Writing about tragedy on a grand scale? Difficult, verging on the impossible.

“When Mr. Pirzada Came To Dine” manages to do both remarkably well. Truly amazing.

The topic at hand is the Bangladesh Liberation War of 1971. The story, however, is set in Boston. So how does that work?

Brilliantly, we get the story through the memories of our narrator looking back on her childhood – where her concerns about Halloween costume intermingle with sorting out how she feels about this odd guest who joins the family for dinner each night.

This guest, it turns out, is in Boston on an academic program, separated from his wife and children, who are half a world away in the middle of the Bangladesh Liberation War.

So we get the intensely personal connection through Mr. Pirzada. But we also get the distance – both physical distance between the story’s setting and the war, and the emotional distance caused by the limited capacity to understand inherent to our narrator’s age. The intensely personal connection obviously makes us feel sympathy for the situation.
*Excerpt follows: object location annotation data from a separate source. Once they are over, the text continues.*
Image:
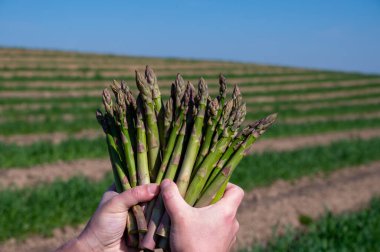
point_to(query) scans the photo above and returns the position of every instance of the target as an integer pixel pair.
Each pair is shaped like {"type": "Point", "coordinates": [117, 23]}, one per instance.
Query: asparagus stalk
{"type": "Point", "coordinates": [226, 155]}
{"type": "Point", "coordinates": [130, 111]}
{"type": "Point", "coordinates": [125, 139]}
{"type": "Point", "coordinates": [221, 191]}
{"type": "Point", "coordinates": [255, 132]}
{"type": "Point", "coordinates": [164, 227]}
{"type": "Point", "coordinates": [168, 118]}
{"type": "Point", "coordinates": [151, 78]}
{"type": "Point", "coordinates": [194, 140]}
{"type": "Point", "coordinates": [212, 112]}
{"type": "Point", "coordinates": [180, 112]}
{"type": "Point", "coordinates": [153, 139]}
{"type": "Point", "coordinates": [142, 155]}
{"type": "Point", "coordinates": [236, 118]}
{"type": "Point", "coordinates": [107, 124]}
{"type": "Point", "coordinates": [159, 208]}
{"type": "Point", "coordinates": [236, 97]}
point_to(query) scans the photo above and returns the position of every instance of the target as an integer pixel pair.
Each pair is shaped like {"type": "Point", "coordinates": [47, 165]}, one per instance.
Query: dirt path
{"type": "Point", "coordinates": [280, 205]}
{"type": "Point", "coordinates": [312, 96]}
{"type": "Point", "coordinates": [343, 117]}
{"type": "Point", "coordinates": [95, 169]}
{"type": "Point", "coordinates": [165, 83]}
The distance makes it easier for us to relate – reading as most people will be from a setting and position of privilege similar to the narrator.

And that’s quite a trick on Lahiri’s part.

The selection:

At six-thirty, which was when the national news began, my father raised the volume and adjusted the antennas. Usually I occupied myself with a book, but that night my father insisted that I pay attention. On the screen I saw tanks rolling through dusty streets, and fallen buildings, and forests of unfamiliar trees into which East Pakistani refugees had fled, seeking safety over the Indian border. I saw boats with fan-shaped sails floating on wide coffee-colored rivers, a barricaded university, newspaper offices burnt to the ground. I turned to look at Mr. Pirzada; the images flashed in miniature across his eyes. As he watched he had an immovable expression on his face, composed but alert, as if someone were giving him directions to an unknown destination.